Day One
Here we go again…. this time with a change to
the team. Mikey Leahy’s place has been taken by
Iain Stewart (an Earth Scientist) who, even within a
few minutes of meeting him, I knew was going to fit
in well. I arrived in LA from Perth (Western Australia)
just under a week ago, and three days ago I had to pick
the other four scientists and film crew up from Las
Vegas where they’d flown to from Heathrow. We’ve
all now spent a few days together, and it looks like
it’s going to be a good team all-round.
Anyway, it’s the first day of filming, and there’s
a lot to do. My challenge for programme one is to purify
various samples of ‘impure’ water which
Iain and Ellen are to collect from a variety of botanical
and geological sources. Sounds easy enough, but where
to start, given the limited resources I have at my disposal?

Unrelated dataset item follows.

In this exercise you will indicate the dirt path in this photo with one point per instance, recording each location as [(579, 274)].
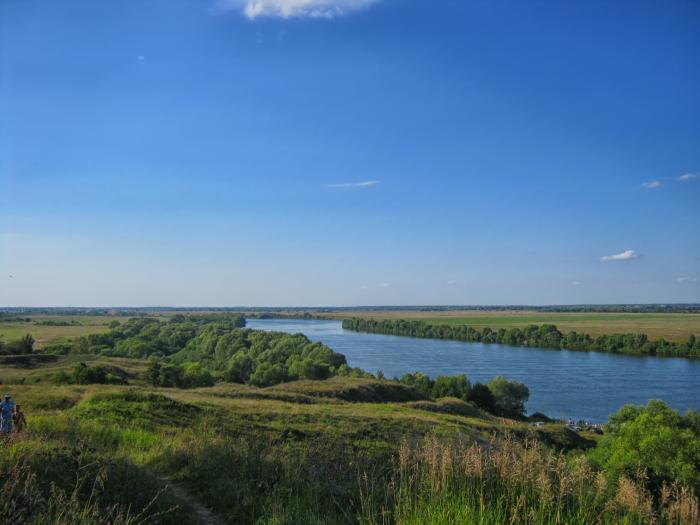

I settle on charcoal (made from burning wood). In fact,
I think NASA actually use charcoal filters to purify
the air and water systems in their spacecraft. Charcoal
is also used in domestic water filters. I suspect that
ordinary charcoal will do, but there’s a chance
I can make it an even more effective filter by ‘activating’
it – to do this I’ll need to blow air or
‘superheated’ steam through the hot charcoal,
neither of which processes will be easy, or even possible,
under Rough Science conditions.
My plan is to pack some two and a half centimetre diameter
PVC tubing with plugs of charcoal and trickle the impure
water samples (when I eventually get them) down the
columns, under gravity. The charcoal is acting as more
than just a physical filter to the impurities in the
water. It’s an extremely porous material, containing,
as it does, lots of tiny cavities, channels and pores.
These all go to increase the material's surface area
quite significantly. Incredibly, just one gramme of
activated charcoal can have an internal surface area
equivalent to five or six tennis courts. As the impure
water works its way down the column, many of the impurities
will bind weakly to the charcoal surfaces (a process
called adsorption). The slower the trickle, the more
efficient the purification process. The purified water
should pass through unhindered, for collection at the
bottom of the column.
Today’s goal will therefore be to make some charcoal.